The “Why Me?” button could also be extended to content. When a friend or company shares a post, Facebook doesn’t just display it to everyone listed as the poster’s friend or follower. Facebook’s algorithms choose which friends and followers see it based on all sorts of parameters, usually related to the kind of content or how you’ve interacted with the friend in the past.

The “Why me?” button should explain all the data points that are used in the calculation and how they are weighted.

The current “Why Am I Seeing This Ad?” often says something like: “Company A wants to reach people ages 18 and older who live or were recently in the United States. This is information based on your Facebook profile and where you’ve connected to the internet.”

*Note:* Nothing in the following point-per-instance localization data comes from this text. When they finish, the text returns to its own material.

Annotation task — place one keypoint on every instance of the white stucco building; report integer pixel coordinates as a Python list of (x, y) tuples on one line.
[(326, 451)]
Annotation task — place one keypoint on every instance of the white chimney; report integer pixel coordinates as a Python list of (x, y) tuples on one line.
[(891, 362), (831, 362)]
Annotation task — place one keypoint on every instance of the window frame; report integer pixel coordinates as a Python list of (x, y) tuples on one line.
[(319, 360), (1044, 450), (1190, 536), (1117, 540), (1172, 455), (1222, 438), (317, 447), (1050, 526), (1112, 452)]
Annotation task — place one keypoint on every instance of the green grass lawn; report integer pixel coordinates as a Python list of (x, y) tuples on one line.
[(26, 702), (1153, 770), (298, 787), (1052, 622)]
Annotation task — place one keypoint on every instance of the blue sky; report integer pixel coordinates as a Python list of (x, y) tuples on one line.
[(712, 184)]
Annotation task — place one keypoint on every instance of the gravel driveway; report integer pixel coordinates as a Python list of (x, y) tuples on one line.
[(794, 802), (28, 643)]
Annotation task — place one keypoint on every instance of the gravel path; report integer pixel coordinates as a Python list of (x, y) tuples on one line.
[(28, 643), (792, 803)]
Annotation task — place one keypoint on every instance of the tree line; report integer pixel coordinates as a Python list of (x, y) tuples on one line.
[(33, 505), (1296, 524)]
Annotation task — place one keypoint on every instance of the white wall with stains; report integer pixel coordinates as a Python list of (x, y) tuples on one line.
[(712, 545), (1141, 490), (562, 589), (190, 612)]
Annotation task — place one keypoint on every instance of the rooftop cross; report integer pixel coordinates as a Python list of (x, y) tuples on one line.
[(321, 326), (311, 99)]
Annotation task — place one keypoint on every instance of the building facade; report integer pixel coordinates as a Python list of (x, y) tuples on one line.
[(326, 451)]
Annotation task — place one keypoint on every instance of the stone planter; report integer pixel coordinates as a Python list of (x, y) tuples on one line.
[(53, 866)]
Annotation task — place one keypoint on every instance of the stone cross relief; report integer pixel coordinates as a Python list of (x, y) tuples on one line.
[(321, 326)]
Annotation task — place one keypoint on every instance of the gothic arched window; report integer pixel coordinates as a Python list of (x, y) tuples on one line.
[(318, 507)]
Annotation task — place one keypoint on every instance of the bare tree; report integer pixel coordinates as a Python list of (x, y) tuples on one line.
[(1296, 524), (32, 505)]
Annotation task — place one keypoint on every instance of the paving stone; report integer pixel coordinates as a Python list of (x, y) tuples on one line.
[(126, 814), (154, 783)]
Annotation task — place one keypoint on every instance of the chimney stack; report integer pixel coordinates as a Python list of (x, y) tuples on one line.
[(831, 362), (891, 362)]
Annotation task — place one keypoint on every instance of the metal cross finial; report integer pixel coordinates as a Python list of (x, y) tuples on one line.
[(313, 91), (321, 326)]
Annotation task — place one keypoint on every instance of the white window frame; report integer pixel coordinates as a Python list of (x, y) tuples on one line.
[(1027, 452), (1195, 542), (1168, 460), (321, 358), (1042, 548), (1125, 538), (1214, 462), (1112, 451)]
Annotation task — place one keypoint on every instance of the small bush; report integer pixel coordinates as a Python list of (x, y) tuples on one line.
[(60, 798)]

But it hardly tells you the whole story. Facebook doesn’t say so explicitly, but it allows companies to upload their own databases, cross-reference them with Facebook’s data and use that information to serve ads to users. It also doesn’t say how that other site originally got that information about who you are.

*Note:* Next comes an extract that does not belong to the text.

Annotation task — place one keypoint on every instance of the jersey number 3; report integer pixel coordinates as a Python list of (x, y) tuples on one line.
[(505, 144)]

In fairness, the “Why me?” button might create all sorts of problems for Facebook, and its advertisers, too. It would allow users — and rivals — to reverse engineer much of the way the system works. And advertisers would probably object to the idea of making their targeting plans public. But that would be the cost of using such large public platforms with such exact targeting.

It has become something of a cliché, but in 1913, before he became a Supreme Court justice, Louis D. Brandeis said, “Sunlight is said to be the best of disinfectants.”